Magnesium citrate can help with sleep, and it actually has more supporting evidence as a sleep aid than most other forms of magnesium. But there’s a practical catch: it also has potent laxative effects, which may undermine the very sleep you’re trying to improve. Whether it’s the right choice for you depends on how your body tolerates it and whether another form might deliver the same benefits with fewer side effects.
How Magnesium Helps You Sleep
Magnesium plays a direct role in calming the nervous system. It modulates the activity of GABA, a neurotransmitter that promotes relaxation and quiets neural activity. By binding to inhibitory receptors in the brain, magnesium helps dial down the stress response and lower cortisol, the hormone that keeps you wired and alert when levels stay elevated at night. It also supports the production of melatonin, your body’s primary sleep-signaling hormone.
These aren’t minor background effects. A randomized, double-blind, placebo-controlled trial of 31 adults with poor sleep quality found that those taking magnesium had significant improvements in sleep duration, deep sleep, and sleep efficiency compared to placebo. Heart rate variability, a marker of how well the body recovers during rest, also improved. The benefits showed up in just two weeks.
The Laxative Problem
Magnesium citrate is well-absorbed by the body, with absorption beginning roughly one hour after you take it and peaking around three to four hours later. That high bioavailability is part of why it works well for sleep. But citrate also draws water into the intestines, which is exactly why doctors use it as a bowel prep before medical procedures.

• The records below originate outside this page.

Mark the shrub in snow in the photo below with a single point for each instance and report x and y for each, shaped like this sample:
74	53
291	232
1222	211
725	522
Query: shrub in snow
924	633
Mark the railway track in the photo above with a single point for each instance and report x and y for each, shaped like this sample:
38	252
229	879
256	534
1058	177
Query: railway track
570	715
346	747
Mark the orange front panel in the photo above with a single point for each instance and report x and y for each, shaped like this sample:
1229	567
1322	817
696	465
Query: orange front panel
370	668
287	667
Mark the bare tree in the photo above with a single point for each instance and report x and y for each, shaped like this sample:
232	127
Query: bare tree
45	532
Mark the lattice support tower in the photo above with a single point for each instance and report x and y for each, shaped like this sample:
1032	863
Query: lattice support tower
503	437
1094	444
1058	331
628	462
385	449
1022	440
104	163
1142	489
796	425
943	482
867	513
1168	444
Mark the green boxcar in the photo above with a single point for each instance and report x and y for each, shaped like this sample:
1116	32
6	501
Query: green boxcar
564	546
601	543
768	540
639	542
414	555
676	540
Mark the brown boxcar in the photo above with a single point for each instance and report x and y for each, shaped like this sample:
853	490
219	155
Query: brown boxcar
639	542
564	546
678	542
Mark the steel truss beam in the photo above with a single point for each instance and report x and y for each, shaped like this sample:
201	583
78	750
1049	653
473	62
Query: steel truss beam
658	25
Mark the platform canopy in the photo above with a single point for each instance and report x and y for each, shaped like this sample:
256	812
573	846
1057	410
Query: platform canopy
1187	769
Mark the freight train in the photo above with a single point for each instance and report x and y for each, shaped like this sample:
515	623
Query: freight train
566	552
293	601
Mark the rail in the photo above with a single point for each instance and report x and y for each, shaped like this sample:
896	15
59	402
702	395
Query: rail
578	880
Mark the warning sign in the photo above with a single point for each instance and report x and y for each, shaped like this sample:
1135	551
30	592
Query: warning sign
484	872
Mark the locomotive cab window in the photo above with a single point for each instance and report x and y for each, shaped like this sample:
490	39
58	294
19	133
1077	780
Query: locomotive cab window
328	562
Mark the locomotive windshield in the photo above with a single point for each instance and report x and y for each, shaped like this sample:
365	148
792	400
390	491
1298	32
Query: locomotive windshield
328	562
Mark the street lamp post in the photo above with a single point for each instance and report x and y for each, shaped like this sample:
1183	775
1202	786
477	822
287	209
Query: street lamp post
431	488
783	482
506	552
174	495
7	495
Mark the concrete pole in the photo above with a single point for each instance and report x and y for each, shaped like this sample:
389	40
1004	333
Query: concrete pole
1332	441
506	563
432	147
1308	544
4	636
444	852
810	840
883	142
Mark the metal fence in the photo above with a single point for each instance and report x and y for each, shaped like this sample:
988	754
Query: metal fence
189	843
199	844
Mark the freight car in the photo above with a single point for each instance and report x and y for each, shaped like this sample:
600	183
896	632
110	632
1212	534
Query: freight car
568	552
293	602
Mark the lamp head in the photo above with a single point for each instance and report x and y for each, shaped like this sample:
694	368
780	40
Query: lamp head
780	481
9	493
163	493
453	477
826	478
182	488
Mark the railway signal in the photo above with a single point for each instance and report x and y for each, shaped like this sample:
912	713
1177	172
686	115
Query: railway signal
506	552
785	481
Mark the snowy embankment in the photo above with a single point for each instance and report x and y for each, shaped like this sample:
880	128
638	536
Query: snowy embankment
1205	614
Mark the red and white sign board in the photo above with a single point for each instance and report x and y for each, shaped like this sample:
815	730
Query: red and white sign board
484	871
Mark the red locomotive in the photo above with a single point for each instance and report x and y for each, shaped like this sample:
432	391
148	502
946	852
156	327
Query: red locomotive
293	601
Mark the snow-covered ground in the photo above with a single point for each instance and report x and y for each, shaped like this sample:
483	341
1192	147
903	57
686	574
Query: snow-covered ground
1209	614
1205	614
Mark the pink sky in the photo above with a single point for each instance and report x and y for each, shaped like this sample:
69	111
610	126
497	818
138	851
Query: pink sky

For sleep purposes, this creates an obvious problem. If your dose is high enough to trigger loose stools or urgency during the night, you’ll end up sleeping worse, not better. According to Dr. Denise Millstine at Mayo Clinic, although the most evidence supporting magnesium as a sleep aid is for the citrate form, its potent laxative effects make it a poor fit for many people. Unless you tend toward constipation, she suggests gentler alternatives like magnesium glycinate.
Magnesium Citrate vs. Glycinate for Sleep
These two forms are the most commonly recommended for sleep, and they’re absorbed at similar rates. Both have high bioavailability compared to other supplement forms, so one isn’t dramatically “better absorbed” than the other, despite what some marketing claims suggest. Minimal research exists directly comparing the two in humans.
The key difference is what each form is paired with. Magnesium glycinate combines magnesium with glycine, an amino acid that independently promotes relaxation and better sleep quality while reducing next-day fatigue. So you’re getting a two-for-one effect. Magnesium citrate pairs magnesium with citric acid, which offers no additional sleep benefit and adds the GI issues described above.
For most people looking specifically to improve sleep, magnesium glycinate is the more practical choice. If you already deal with constipation, though, magnesium citrate could address two problems at once.
Dosage and Timing
A commonly recommended dose for sleep is 250 to 500 milligrams of magnesium taken in a single dose at bedtime. Since absorption begins within about an hour and peaks at three to four hours, taking it right before bed aligns the mineral’s peak activity with the deeper stages of your sleep cycle.
One important distinction: the NIH sets the tolerable upper intake level for supplemental magnesium at 350 mg per day for adults. This limit applies only to magnesium from supplements and medications, not from food. Going above 350 mg from supplements increases the risk of digestive side effects, especially with citrate. If you’re starting out, beginning at the lower end of the range (around 250 mg) and seeing how your body responds is a sensible approach, particularly with the citrate form.
Who Benefits Most
Magnesium supplements tend to make the biggest difference for people who are already low in magnesium. Surveys consistently show that a large portion of adults don’t meet their daily magnesium needs through diet alone. Stress, alcohol, certain medications, and aging all increase magnesium loss. If you fall into any of those categories, supplementing before bed may noticeably improve how quickly you fall asleep and how rested you feel the next morning.
If your magnesium levels are already adequate, the effects will likely be more modest. Magnesium isn’t a sedative. It won’t knock you out the way a sleep medication does. What it does is remove a barrier to sleep by helping your nervous system shift into a calmer state, lowering cortisol, and supporting the hormonal signals that regulate your sleep-wake cycle. For people whose poor sleep is driven by stress, racing thoughts, or muscle tension, that can be enough to make a real difference.